Urla e cazzotti a Rai Sport: ecco cosa è successo

Momenti di tensione nella redazione sportiva Rai: due giornalisti sono arrivati alle mani per una lite per l'aria condizionata. Per uno di loro 7 giorni di prognosi

Urla e cazzotti a Rai Sport: ecco cosa è successo

Ieri sera gli studi Rai di Saxa Rubra si sono trasformati in un ring pugilistico a tutti gli effetti. Al termine di una discussione forse nata sull'aria condizionata due giornalisti sono arrivati alle mani e uno di loro è finito all'ospedale con il volto sanguinante. Necessaria per lui la corsa al pronto soccorso in ambulanza, sul posto anche le forze dell'ordine che ora sono impegnate a ricostruire l'accaduto. Il giornalista colpito per fortuna non ha avuto gravi conseguenze e già nella serata di ieri è stato dimesso dall'ospedale.

La rissa

I fatti si sono svolti nella redazione di Rai Sport del centro produzioni radiotelevisive Biagio Agnes di Roma Nord. Stando a quanto ricostruito dal Corriere della sera tutto sarebbe accaduto nel tardo pomeriggio in uno degli uffici utilizzati dai giornalisti sportivi. A essere coinvolti in questa assurda vicenda sono uno storico giornalista Rai di 58 anni che segue la boxe e il suo collega di 52 che, invece, si occupa di calcio. Dalle prime indiscrezioni e testimonianze raccolte dalla Polizia, pare che i due giornalisti abbiano iniziato la discussione, poi sfociata in lite, per l'aria condizionata.

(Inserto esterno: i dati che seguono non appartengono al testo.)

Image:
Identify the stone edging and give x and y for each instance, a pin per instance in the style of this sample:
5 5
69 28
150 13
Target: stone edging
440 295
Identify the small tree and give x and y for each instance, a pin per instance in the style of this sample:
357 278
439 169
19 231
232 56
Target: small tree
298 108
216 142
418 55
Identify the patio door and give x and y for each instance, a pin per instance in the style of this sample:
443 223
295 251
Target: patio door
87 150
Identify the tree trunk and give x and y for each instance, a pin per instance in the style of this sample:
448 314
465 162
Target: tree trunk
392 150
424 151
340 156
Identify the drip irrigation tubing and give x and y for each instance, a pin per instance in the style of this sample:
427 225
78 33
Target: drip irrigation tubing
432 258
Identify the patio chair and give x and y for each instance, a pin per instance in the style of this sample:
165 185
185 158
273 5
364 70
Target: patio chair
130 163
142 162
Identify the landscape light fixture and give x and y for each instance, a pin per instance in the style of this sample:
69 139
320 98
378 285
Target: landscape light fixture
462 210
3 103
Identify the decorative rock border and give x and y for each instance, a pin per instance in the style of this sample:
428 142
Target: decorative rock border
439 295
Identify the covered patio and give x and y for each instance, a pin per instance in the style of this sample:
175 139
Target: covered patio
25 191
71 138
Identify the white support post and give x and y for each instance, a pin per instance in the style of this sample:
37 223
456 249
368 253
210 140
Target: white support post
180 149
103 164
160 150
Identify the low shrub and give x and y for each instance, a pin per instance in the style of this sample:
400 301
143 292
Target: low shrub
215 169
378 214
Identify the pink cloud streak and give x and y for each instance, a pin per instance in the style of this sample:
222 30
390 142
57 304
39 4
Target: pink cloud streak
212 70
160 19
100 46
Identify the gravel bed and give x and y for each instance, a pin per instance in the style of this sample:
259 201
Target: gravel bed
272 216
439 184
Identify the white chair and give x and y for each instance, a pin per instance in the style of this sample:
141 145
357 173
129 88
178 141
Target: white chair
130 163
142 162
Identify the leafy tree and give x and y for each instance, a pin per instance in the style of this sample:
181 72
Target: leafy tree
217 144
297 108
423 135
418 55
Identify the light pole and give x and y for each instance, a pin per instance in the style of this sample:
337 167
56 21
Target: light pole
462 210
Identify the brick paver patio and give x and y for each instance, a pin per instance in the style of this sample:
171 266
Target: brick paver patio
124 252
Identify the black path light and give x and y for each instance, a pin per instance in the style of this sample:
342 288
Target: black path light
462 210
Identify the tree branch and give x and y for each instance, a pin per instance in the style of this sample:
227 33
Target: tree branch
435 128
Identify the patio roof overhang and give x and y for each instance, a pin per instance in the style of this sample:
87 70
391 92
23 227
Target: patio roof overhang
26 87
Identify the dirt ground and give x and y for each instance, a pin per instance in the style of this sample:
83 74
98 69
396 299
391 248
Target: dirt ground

Inizialmente, come spesso accade tra colleghi in ambito lavorativo, tra loro c'è stato uno scambio di opinioni che, man mano, si è acceso sempre di più finché il 58enne si alzato e ha sferrato un cazzotto in pieno volto al cronista di calcio. A quel punto è iniziata una vera e propria rissa, che è stata sedata dagli agenti di polizia che sono accorsi immediatamente richiamati dagli schiamazzi. All'interno della palazzina in cui sono stati realizzati gli studi di Rai Sport, infatti, è stato predisposto anche un punto di polizia, molto vicino agli uffici della redazione sportiva.

La corsa in ospedale

All'arrivo degli agenti, il 52enne era ricoperto di sangue a causa della ferita causata dal pugno ricevuto e si è reso necessario l'intervento del 118 che, valutata la sua situazione, l'ha accompagnato all'ospedale San Pietro di Roma con una prima diagnosi di sospetta rottura del setto nasale. Giunto in ospedale, l'uomo è stato visitato e medicato prima di essere dimesso con una prognosi di 7 giorni. Il Corriere della sera rivela che il 52enne starebbe ora valutando l'ipotesi di procedere con una denuncia per lesioni personali nei confronti del collega che l'ha colpito. Il clima nella redazione di Rai Sport è ora rovente e non è escluso che l'azienda apra un'indagine interna.